Stan pacjenta, którego przywieziono do szpitala był przedagonalny. Natychmiastowe prześwietlenie wykazało, że w wątrobie chorego umiejscowił się nowotwór złośliwy, z wyraźnymi przerzutami. Lekarze orzekli bez najmniejszych wątpliwości, że chory ma przed sobą dwa lub trzy miesiące życia. Żona chorego dowiedziawszy się o wyroku lekarzy wpadła w silny stan depresyjny. Nie śpiąc przez dwie noce, wciąż myślała o tym, czy istnieje możliwość uratowania męża przed rychłą śmiercią. Przypomniała sobie, że w mieście żyje dziwny człowiek, o którym większość wyraża się pogardliwie, i że jest nawiedzonym szarlatanem. Ale byli i tacy, którzy mówili o nim, że jest człowiekiem o nadprzyrodzonych właściwościach. Bezzwłocznie udała się do owego mężczyzny. Dziwny człowiek wyglądał jak wielu innych i niczym specjalnym się nie wyróżniał. Po wysłuchaniu jej, odpowiedział, że może pomóc choremu, ale w tym celu potrzebnych jest dziesięć osób, które codziennie przez godzinę będą z największą źyczliwością myśleć o chorym, a zwłaszcza o jego wątrobie.

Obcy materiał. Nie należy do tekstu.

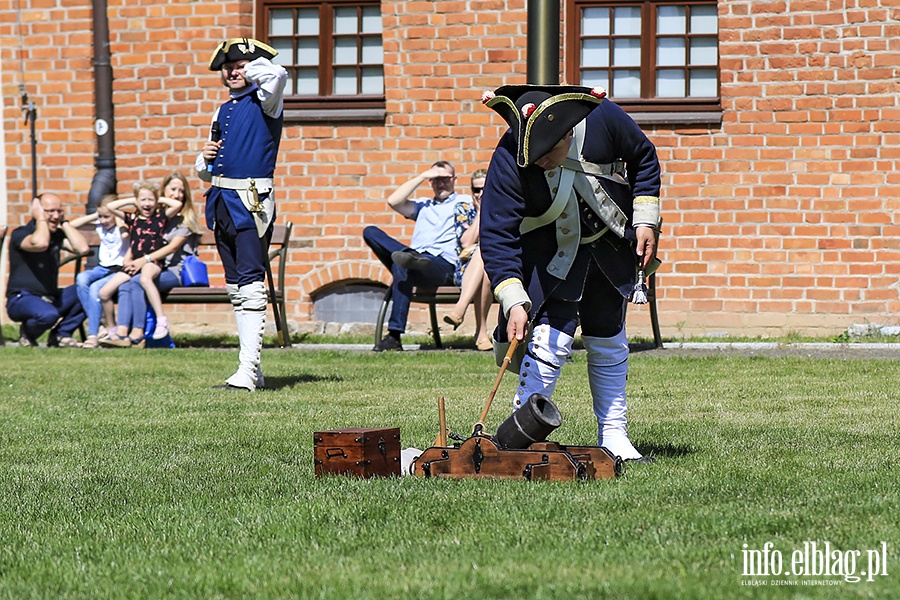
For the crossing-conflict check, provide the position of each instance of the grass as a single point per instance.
(123, 474)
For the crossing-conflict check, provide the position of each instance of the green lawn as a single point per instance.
(123, 474)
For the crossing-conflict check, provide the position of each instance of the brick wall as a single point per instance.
(780, 220)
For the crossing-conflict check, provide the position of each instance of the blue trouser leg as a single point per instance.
(439, 272)
(71, 311)
(34, 313)
(382, 245)
(242, 250)
(132, 304)
(88, 284)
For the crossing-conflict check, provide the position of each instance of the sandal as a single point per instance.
(68, 342)
(117, 341)
(162, 328)
(453, 319)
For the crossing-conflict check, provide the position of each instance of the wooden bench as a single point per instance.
(278, 248)
(450, 295)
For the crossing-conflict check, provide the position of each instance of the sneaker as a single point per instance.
(388, 343)
(162, 328)
(411, 260)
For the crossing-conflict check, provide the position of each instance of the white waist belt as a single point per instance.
(262, 184)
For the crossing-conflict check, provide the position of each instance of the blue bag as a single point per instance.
(149, 326)
(194, 272)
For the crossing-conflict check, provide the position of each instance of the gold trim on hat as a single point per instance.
(545, 105)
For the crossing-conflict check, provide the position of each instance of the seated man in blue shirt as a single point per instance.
(430, 259)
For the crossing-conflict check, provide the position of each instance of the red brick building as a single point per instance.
(777, 123)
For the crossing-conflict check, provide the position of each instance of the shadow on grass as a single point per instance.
(664, 450)
(278, 383)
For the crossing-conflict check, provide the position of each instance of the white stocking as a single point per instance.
(607, 372)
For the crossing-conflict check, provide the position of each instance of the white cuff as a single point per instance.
(511, 293)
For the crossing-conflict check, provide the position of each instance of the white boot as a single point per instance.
(547, 353)
(251, 319)
(607, 373)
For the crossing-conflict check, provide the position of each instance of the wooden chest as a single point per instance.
(362, 451)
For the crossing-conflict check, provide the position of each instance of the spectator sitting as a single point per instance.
(470, 272)
(431, 256)
(182, 235)
(145, 231)
(33, 296)
(111, 256)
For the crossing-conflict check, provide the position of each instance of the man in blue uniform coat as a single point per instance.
(239, 161)
(570, 214)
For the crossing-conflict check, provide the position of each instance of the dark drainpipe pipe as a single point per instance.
(105, 178)
(543, 42)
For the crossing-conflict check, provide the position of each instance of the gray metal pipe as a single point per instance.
(543, 42)
(104, 181)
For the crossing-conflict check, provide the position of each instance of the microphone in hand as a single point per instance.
(215, 134)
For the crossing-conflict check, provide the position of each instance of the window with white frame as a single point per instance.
(332, 50)
(656, 54)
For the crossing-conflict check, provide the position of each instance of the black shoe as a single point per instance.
(411, 260)
(388, 343)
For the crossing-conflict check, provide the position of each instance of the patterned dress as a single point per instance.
(464, 216)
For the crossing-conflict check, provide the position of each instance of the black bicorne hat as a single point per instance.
(541, 115)
(239, 49)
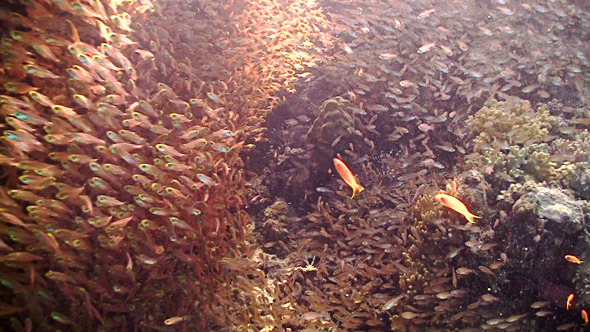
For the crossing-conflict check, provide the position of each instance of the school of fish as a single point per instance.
(159, 169)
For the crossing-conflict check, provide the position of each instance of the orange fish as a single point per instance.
(573, 259)
(348, 177)
(455, 205)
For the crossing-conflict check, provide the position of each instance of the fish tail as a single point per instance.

-I to ma pomóc mojemu umierającemu mężowi żachnęła się.

-Proszę pani. Myślą można zabić. Można również uzdrowić odpowiedział spokojnie dziwny człowiek.

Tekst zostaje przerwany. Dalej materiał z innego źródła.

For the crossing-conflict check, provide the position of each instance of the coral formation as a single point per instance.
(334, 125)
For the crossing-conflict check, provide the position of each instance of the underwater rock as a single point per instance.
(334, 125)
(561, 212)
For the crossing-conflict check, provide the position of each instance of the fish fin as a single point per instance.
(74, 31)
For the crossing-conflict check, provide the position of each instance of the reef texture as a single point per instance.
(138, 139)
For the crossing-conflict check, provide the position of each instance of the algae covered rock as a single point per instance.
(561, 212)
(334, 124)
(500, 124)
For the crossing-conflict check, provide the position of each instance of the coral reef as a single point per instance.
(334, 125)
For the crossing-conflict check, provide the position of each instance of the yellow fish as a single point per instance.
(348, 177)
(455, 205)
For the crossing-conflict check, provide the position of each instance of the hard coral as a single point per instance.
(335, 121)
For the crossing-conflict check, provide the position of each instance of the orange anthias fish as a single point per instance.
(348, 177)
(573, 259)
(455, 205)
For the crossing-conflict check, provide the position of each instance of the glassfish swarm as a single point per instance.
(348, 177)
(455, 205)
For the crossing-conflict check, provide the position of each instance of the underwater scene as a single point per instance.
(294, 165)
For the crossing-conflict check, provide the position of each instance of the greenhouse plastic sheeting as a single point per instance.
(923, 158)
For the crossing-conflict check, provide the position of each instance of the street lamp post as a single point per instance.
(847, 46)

- Przecież to niemożliwel Mózg człowieka posiada wielkie właściwości, które wykorzystywane są w minimalnym stopniu. Ale najtrudniej będzie znaleźć pozostałe osoby. Gdy tylko pani znajdzie, jestem przekonany, że wkrótce pani mąż będzie uzdrowiony. Żona chorego w pierwszej chwili chciała zrezygnować z tej, jakże według niej, niedorzecznej propozycji. Ale zaraz pomyślała, że przecież nie wolno jej zaniedbać niczego, co mogłoby poprawić stan męża. Nie przypuszczała, że tak trudno będzie jej znaleźć pozostałe osiem osób. Musiała długo przekonywać, a w niektórych nawet błagać, aby zechciały uwierzyć w rezultat niecodziennego przedsięwzięcia. Dziesięć osób, w tym żona ciężko chorego oraz dziwny człowiek, codziennie przez tydzień spotykało się w mieszkaniu pomysłodawcy i przez godzinę intensywnie, z największą życzliwością skupiało swoje myśli na jego wątrobie. Już po dwóch dniach beznadziejny stan pacjenta poprawił się, a po tygodniu chory opuścił szpital o własnych siłach. Po ponownym prześwietleniu chorego organu lekarze doznali szoku. Na kliszy nie było śladu złośliwego nowotworu.